Двое добротно, тепло одетых мужчин стояли чуть в стороне от развилки раскисших проселочных дорог, спрятавшись от колючего ветра с редкими снежинками за мощной тушей черного джипа. Водитель с типично дегенеративной внешностью братка-пехотинца мирно дремал, уронив коротко стриженную голову на скрещенные руки, даже сейчас крепко вцепившиеся в руль.

– Что-то я тебя не пойму, Мордва, – недовольно потирая шрам, пересекающий его правую щеку, сказал один из них, повыше ростом. – Дурью ты маешься! Сначала гроб этот придумал, теперь щенку его хрень какую-то бог знает куда закинул. Кто это у тебя продвинутый такой, что во всяких компьютерах и прочей фигне разбирается? У меня братва ни бельмеса в фигне не сечет, а живем не хуже тебя. Ну дурь конкретная! И на хера ты меня сюда притащил? Могли бы в городе его мочкануть, а?

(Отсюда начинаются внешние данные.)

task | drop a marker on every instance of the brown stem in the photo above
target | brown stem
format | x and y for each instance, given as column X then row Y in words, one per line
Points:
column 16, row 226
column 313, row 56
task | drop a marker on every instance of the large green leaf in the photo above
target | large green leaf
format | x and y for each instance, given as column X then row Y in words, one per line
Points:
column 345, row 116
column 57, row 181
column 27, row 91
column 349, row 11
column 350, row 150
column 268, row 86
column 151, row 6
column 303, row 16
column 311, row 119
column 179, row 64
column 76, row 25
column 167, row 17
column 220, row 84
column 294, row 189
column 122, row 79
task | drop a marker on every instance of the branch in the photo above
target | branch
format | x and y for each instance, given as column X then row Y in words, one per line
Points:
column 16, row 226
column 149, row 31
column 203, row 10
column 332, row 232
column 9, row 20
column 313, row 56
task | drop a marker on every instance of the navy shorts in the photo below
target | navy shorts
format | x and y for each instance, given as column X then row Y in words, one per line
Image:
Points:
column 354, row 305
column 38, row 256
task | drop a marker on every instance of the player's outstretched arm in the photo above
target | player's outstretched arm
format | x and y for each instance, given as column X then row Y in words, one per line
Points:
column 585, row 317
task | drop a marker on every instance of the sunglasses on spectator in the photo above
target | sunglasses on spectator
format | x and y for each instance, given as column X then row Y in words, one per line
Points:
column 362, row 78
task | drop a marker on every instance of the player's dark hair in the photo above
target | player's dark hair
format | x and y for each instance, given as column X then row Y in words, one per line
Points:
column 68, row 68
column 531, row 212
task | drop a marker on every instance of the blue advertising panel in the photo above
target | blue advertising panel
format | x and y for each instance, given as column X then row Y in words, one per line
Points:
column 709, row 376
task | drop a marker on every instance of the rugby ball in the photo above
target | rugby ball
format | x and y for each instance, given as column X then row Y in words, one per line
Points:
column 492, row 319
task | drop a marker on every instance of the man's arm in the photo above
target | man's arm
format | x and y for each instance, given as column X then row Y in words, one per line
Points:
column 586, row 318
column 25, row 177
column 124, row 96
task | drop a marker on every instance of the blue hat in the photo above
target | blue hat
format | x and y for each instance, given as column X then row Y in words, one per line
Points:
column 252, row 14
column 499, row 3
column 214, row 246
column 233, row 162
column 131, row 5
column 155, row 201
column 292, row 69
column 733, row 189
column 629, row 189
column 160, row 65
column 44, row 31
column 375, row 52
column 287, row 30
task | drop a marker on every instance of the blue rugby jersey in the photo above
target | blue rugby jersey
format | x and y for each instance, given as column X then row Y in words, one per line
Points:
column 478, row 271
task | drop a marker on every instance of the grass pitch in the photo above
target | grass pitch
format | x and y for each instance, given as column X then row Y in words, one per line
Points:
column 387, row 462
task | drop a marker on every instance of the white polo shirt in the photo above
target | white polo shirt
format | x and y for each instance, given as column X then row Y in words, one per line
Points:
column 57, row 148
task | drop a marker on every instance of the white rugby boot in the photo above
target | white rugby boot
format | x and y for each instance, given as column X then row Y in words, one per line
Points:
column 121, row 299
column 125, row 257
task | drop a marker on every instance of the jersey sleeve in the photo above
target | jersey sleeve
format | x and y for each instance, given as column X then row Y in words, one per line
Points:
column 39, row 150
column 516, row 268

– Это хорошо, что ты меня дураком считаешь, – с презрительными нотками в голосе ответил второй. – Еще бы и Витька так думал, но надежд на это мало – он хоть падла редкая, а поумнее тебя будет. Не хрюкай. А то, хоть ты и Кабан, рыло в момент на сторону сверну. Не обижаются на правду. Про психологию тебе объяснять не буду, ты слова-то такого не знаешь. А по-простецки ежели: так пусть нас шпанцами, сявкой мелкой считает. К тому ж если и не купится, то все равно занервничает, насторожится, пакость ждать начнет.

– Так чего хорошего, если насторожится? – Кабан недоуменно выпялился на собеседника.

– В городе его мочить нельзя: его охрана, фраерки посторонние, менты, – продолжал Мордва, не особо прислушиваясь к подельнику. – Ты под «невод» не хочешь попасть? Вот и я не хочу. Надо его выманить. Шкалик подошлет ему своего пацана, тот скажет, что во вторник наедут на его кожзаводик. Знаю, что хочешь спросить. Ничего Шкаликову пацану не сделают. Он не соврет. Будет такой наезд. А дорожка к заводику – вот она. – Авторитет чуть нагнулся и указал Кабану на правое ответвление развилки. – Два километра. До заводика. И пять – до Гудасовки. Там, типа, базу временную устроим – у Шкалика в деревне старые корешки есть. Наезжать будем чуточку, для вида. Надо, чтоб заводские усекли, что сил у нас, значит, с гулькин хрен, и ему на Княжескую позвонили. А он, барашек долбаный, настропаленный и потому поверит, скорее всего, побоится охрану разделять, метнется сюда вместе со своей пехотой, чтоб беспредельщиков прихлопнуть. Если останется в городе – тоже не беда, но это вряд ли. Для того я его и раздразнить хочу, он гордая профурсеточка, мать его дышлом! Купчишка, видишь… Са-ам, самолично захочет салазки загнуть: знай, мол, Баранова!